Towards neural control of a prosthetic arm
Keywords:
electroencephalography, EEG, fast Fourier transform, FFT, neural control, prostheticAbstract
I prototyped an inexpensive prosthetic arm that is able to be controlled in a straightforward manner using electroencephalography (EEG), which is a method to measure electrical activity in the brain. EEG signals contain information related to motor function as well as information related to other actions that the brain is responsible for. As motor function signals are predominantly found in the 12-100 Hz range, I applied a digital filter to the EEG signal, using a Fourier transform that ignores all parts of the signal outside of the 12-100 Hz passband.
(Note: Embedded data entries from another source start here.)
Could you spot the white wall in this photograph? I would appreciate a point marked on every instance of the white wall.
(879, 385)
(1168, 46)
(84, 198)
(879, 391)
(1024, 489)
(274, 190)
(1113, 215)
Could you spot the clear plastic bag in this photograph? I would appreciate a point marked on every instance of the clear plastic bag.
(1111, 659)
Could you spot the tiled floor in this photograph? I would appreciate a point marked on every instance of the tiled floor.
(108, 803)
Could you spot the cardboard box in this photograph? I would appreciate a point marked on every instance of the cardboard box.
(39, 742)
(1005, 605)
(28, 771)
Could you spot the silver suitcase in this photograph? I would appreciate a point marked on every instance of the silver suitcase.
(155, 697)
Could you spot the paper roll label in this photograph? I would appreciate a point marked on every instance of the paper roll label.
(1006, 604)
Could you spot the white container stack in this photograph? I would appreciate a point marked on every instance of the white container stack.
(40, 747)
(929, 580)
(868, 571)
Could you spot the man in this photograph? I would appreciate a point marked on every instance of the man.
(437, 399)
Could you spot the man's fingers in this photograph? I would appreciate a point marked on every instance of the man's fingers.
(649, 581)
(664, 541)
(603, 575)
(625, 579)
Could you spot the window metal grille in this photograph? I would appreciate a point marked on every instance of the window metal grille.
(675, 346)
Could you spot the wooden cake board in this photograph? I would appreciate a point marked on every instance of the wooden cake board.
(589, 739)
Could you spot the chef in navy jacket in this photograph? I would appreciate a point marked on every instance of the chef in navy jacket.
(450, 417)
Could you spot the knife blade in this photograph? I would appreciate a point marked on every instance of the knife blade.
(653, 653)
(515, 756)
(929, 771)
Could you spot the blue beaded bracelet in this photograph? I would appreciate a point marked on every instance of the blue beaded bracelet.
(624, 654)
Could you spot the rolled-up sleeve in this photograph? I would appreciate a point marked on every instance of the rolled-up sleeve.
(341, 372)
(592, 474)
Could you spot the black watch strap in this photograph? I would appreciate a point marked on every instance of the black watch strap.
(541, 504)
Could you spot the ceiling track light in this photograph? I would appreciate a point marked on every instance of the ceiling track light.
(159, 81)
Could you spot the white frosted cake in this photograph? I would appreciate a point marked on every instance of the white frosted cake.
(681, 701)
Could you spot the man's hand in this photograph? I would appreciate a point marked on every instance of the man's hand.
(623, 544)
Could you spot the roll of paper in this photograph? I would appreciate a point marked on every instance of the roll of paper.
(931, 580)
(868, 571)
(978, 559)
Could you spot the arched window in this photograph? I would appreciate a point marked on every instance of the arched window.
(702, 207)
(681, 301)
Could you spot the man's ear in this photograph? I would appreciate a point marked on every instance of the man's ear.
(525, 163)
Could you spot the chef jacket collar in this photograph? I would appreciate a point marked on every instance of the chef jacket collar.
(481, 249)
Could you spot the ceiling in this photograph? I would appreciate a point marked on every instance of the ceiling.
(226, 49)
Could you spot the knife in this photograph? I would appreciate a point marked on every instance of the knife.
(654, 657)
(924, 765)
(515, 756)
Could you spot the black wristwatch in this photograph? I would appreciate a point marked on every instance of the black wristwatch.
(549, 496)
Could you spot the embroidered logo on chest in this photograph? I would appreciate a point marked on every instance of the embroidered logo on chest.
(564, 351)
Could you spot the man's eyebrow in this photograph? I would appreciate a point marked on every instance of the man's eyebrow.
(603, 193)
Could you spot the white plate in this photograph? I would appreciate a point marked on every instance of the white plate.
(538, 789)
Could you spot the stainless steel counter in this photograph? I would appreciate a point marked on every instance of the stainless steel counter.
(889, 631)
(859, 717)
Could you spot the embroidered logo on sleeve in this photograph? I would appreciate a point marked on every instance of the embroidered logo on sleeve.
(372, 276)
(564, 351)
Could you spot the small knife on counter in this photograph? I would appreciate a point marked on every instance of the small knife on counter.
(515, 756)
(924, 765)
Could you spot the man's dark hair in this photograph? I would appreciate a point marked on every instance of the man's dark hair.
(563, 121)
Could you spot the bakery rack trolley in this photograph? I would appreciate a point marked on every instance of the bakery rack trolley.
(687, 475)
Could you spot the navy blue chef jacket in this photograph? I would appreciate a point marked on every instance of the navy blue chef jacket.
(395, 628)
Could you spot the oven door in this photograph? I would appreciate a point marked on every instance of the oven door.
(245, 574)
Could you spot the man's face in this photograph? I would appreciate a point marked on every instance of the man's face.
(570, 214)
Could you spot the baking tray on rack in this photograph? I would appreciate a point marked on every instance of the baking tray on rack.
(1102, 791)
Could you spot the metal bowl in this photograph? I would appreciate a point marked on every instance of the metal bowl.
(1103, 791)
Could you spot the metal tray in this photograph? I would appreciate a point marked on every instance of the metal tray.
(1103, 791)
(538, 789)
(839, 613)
EEG signals are also very sensitive to noise, disruptions to a signal, caused by motor function of head muscles. For two electrodes in close proximity, the noise induced by the motor function of head muscles would be similar, so I used an instrumentation amplifier, a type of amplifier that subtracts two input signals, to take the difference between the readings from two electrodes, decreasing the impact of the common mode noise caused by head muscles. For the prosthetic arm hardware, I based my design off of the inMoov2 prosthetic, with some adjustments made to increase the space for servo motors, allowing for each phalange (finger bone) to be controlled independently, increasing the functionality of the prosthetic.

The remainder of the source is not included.